Jochen_Hoechner · ‎2022-06-21

Hi, did you try activating the kernel parameter fw_reject_non_syn 1 and perform a failover?

Best,
Jochen

Mark_Shaw · ‎2022-06-21

Hi
No we have not tried this, does this work?

we tried setting the following but still have a few issues

fwconn_smart_conn_reuse=0
fw_reuse_established_conn=2049

Jochen_Hoechner · ‎2022-06-21

It works.
The smart conn reuse is applying for 'active' connections. Especially idle connections do not survive a fail over, because the
chance of an 'aged out' session is high. In this case, sending a TCP-RST instead of DROP or an 'out of state' connection will help.

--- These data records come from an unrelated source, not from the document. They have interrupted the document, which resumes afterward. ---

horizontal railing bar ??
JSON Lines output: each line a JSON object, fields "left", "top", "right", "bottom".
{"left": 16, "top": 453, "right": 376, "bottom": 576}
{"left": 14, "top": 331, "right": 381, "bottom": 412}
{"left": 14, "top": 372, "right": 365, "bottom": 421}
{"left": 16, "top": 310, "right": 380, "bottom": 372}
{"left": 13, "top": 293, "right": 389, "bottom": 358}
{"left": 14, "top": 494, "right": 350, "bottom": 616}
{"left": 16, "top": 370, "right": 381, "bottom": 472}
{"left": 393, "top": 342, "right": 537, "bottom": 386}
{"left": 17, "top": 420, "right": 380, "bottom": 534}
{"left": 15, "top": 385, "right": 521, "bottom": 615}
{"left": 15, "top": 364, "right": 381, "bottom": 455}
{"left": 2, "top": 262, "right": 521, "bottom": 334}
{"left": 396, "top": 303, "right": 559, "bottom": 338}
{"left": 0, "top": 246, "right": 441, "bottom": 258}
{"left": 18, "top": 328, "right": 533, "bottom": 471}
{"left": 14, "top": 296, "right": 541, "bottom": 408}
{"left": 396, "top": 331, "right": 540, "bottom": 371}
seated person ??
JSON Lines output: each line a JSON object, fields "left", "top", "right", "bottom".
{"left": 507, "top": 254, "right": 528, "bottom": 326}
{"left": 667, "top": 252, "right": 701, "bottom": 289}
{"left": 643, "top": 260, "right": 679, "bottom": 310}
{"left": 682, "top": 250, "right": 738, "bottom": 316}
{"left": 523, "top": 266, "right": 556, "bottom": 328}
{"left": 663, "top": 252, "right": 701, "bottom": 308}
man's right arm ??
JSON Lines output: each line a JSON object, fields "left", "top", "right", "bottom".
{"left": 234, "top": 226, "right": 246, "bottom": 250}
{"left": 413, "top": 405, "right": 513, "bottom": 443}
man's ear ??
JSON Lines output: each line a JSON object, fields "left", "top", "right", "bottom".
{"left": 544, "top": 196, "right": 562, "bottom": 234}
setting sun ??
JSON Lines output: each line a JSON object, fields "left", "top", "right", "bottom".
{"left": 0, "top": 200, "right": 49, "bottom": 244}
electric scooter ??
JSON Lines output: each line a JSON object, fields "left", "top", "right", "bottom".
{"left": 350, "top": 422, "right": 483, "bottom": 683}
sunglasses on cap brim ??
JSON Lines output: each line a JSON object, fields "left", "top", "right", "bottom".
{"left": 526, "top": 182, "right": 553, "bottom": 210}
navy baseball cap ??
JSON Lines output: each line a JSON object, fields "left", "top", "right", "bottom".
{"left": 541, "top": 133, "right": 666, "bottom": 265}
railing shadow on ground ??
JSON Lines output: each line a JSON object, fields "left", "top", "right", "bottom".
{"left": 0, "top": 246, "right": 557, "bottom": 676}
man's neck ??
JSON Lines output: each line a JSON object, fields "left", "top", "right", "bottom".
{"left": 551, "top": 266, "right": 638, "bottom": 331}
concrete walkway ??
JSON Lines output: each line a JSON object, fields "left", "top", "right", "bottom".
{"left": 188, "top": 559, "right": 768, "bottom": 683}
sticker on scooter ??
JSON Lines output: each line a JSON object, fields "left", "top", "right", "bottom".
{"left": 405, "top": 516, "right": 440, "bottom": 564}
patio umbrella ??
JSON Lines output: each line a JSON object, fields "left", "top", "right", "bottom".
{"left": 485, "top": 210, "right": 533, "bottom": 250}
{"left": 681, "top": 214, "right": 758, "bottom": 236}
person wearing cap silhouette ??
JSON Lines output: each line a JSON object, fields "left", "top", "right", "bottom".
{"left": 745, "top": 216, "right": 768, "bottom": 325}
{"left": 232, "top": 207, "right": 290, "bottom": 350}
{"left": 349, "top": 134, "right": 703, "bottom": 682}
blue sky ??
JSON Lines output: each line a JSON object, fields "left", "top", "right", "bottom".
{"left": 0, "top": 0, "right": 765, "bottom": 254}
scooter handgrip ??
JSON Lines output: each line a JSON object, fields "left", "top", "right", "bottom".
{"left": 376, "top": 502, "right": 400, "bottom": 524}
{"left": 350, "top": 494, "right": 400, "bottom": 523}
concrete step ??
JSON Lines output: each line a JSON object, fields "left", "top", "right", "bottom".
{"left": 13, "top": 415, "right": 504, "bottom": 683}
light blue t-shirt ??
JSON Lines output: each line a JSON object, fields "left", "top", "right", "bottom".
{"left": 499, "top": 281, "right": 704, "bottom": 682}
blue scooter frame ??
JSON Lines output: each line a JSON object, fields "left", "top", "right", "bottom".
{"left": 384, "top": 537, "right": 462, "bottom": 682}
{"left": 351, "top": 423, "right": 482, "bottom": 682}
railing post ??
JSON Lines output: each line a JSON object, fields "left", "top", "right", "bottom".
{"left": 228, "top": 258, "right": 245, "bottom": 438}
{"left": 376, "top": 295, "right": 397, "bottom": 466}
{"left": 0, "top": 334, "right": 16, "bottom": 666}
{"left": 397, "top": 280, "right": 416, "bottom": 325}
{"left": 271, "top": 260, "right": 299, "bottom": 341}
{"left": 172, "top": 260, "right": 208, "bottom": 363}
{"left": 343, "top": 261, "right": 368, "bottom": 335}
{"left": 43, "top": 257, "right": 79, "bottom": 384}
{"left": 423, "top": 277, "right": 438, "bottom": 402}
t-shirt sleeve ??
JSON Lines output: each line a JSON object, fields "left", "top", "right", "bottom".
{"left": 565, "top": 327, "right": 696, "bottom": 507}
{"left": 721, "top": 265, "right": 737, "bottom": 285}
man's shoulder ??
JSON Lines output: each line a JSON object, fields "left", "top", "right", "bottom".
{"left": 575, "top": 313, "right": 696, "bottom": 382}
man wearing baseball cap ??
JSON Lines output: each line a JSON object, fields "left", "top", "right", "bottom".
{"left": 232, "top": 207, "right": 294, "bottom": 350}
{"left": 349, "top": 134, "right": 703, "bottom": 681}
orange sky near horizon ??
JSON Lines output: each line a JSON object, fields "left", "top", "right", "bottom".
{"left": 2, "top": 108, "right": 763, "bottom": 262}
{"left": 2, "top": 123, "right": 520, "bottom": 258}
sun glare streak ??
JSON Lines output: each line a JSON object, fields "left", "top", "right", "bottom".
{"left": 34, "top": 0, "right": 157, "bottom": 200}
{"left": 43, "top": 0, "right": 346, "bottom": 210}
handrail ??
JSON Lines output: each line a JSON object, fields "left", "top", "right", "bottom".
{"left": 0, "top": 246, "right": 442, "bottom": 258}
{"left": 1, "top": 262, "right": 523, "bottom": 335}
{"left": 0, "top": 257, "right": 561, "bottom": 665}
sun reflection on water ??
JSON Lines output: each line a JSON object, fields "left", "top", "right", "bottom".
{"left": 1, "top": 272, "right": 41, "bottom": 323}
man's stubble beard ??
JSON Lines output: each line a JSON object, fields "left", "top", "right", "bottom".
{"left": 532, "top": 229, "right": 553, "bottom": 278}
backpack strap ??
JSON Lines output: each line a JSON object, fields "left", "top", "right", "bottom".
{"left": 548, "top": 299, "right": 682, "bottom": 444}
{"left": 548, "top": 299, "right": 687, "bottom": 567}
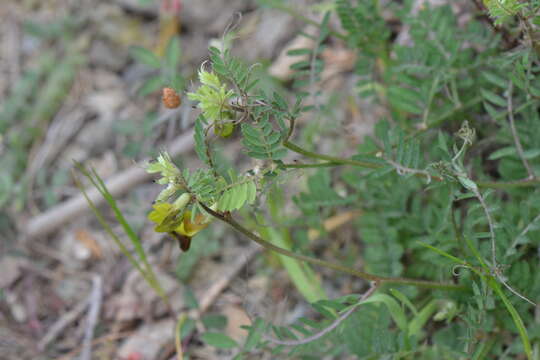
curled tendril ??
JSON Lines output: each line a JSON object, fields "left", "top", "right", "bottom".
{"left": 452, "top": 264, "right": 473, "bottom": 276}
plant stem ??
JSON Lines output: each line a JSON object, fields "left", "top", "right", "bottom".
{"left": 282, "top": 161, "right": 341, "bottom": 169}
{"left": 475, "top": 177, "right": 540, "bottom": 189}
{"left": 199, "top": 203, "right": 464, "bottom": 291}
{"left": 264, "top": 281, "right": 380, "bottom": 346}
{"left": 283, "top": 140, "right": 540, "bottom": 189}
{"left": 283, "top": 140, "right": 379, "bottom": 168}
{"left": 506, "top": 81, "right": 535, "bottom": 179}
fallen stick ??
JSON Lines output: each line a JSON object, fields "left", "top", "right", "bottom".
{"left": 196, "top": 243, "right": 261, "bottom": 314}
{"left": 38, "top": 296, "right": 89, "bottom": 351}
{"left": 80, "top": 275, "right": 103, "bottom": 360}
{"left": 23, "top": 130, "right": 194, "bottom": 239}
{"left": 116, "top": 244, "right": 260, "bottom": 360}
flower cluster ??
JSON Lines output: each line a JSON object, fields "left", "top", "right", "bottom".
{"left": 146, "top": 152, "right": 213, "bottom": 251}
{"left": 187, "top": 68, "right": 235, "bottom": 137}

This kernel parameter is not recommended on Scalable Platform (Maestro and Chassis) gateways.

Best,
Jochen

Mark_Shaw · ‎2022-06-21

We are running Maestro 😥

AaronCP · ‎2022-06-21

Hey @Mark_Shaw,

Did you see any improvement at all? What issues (if any) did it help with and what issues still remain?

AaronCP · ‎2022-07-21

Hey @Mark_Shaw,

I wanted to keep you posted on my progress with this issue.

We took the decision to disable the Smart Connection Reuse feature. Whilst it improved the situation a little, we were still getting the problem. Our engineers went from rebooting multiple servers daily to one or two.

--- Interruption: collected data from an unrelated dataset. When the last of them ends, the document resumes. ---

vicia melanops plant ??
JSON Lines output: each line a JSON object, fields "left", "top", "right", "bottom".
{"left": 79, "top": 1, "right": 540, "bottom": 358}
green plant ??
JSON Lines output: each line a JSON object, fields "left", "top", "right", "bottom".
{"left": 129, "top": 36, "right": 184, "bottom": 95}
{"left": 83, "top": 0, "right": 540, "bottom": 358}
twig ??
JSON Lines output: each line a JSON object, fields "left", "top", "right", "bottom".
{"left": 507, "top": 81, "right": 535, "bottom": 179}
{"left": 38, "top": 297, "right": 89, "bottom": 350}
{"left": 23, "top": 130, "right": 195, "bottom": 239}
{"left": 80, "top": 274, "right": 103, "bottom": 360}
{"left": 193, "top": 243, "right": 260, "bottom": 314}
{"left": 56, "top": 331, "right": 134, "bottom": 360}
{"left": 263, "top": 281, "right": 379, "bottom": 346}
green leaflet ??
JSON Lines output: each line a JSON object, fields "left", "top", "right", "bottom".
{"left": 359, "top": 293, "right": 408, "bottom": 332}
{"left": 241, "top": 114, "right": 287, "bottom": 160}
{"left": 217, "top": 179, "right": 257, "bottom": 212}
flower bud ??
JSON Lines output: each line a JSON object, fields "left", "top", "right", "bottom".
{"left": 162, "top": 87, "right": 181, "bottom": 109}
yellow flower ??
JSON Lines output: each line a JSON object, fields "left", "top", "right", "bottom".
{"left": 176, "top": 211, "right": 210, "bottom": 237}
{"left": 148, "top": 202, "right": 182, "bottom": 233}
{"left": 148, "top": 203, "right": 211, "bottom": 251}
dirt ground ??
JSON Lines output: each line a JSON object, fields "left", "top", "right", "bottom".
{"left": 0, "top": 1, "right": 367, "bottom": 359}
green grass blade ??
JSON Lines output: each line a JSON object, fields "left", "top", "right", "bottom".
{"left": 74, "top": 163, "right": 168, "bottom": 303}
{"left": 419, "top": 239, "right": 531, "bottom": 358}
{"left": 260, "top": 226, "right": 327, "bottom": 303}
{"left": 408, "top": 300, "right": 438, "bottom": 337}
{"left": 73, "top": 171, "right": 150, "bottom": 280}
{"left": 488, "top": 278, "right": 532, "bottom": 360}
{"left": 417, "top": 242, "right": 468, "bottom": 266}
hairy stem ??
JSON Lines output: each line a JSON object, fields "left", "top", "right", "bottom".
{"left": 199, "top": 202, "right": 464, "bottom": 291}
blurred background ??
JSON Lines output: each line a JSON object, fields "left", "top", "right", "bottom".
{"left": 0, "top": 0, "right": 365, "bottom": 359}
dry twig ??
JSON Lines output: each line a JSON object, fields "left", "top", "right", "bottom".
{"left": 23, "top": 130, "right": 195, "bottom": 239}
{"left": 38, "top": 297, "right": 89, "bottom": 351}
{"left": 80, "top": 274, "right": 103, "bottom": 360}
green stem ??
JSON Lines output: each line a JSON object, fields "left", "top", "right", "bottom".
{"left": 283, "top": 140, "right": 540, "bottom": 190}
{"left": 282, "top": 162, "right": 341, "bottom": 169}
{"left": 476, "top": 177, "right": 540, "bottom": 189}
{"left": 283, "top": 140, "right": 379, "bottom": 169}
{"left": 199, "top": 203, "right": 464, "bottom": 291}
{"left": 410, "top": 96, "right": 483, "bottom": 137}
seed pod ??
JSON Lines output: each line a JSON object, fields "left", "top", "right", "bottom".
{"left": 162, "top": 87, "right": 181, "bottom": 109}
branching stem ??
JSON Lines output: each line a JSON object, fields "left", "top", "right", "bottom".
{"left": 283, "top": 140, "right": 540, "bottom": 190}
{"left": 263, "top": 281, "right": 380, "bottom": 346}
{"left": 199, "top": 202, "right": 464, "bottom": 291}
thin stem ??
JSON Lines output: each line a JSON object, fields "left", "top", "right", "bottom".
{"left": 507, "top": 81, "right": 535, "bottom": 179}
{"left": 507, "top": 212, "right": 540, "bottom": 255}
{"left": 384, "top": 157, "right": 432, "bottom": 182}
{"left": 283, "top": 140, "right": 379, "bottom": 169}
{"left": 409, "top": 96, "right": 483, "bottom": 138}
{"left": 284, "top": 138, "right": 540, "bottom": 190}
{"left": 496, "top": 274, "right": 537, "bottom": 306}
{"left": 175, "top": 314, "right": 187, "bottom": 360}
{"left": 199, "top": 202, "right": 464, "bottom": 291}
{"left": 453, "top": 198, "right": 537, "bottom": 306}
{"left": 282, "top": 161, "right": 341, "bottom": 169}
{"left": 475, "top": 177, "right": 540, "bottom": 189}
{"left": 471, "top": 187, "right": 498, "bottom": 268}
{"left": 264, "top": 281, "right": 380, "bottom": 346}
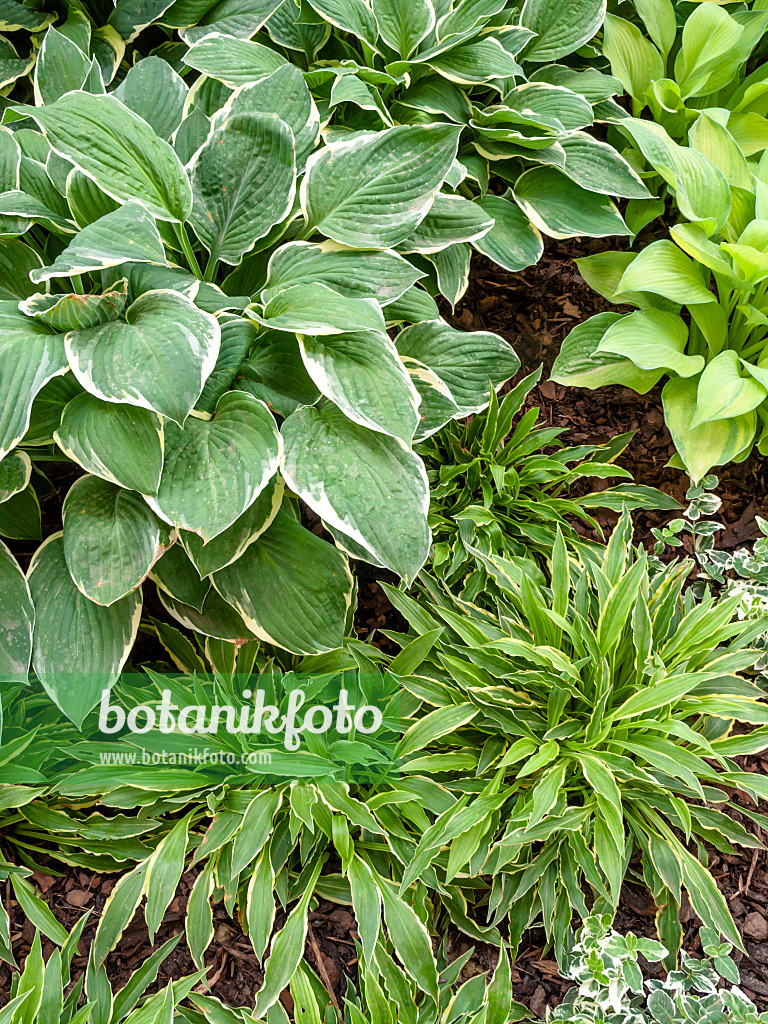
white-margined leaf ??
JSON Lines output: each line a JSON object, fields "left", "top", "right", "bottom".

After some further troubleshooting, I found some drops whilst running fw ctl zdebug + drop | grep (IP of NFS server) and I saw drops with the message "SYN on established connection". This led me to SK174323.

I followed the instructions in the SK (a maintenance window is required) and we've not had a single Linux VM reboot in the past 3 evenings! It may be too early to tell if this has resolved the issue, but I will provide further updates in the coming weeks.

FYI - this is the syntax I used in the user.def.FW1 file on the SMS:

deffunc allow_syn_estab_count_rst() { ((dst = x.x.x.x) and (dport = 2049)) };

Hope this information is of use to you 😊

Vladimir · ‎2022-07-21

Huh... Interesting. Do you think it is a problem of specific NFS implementation?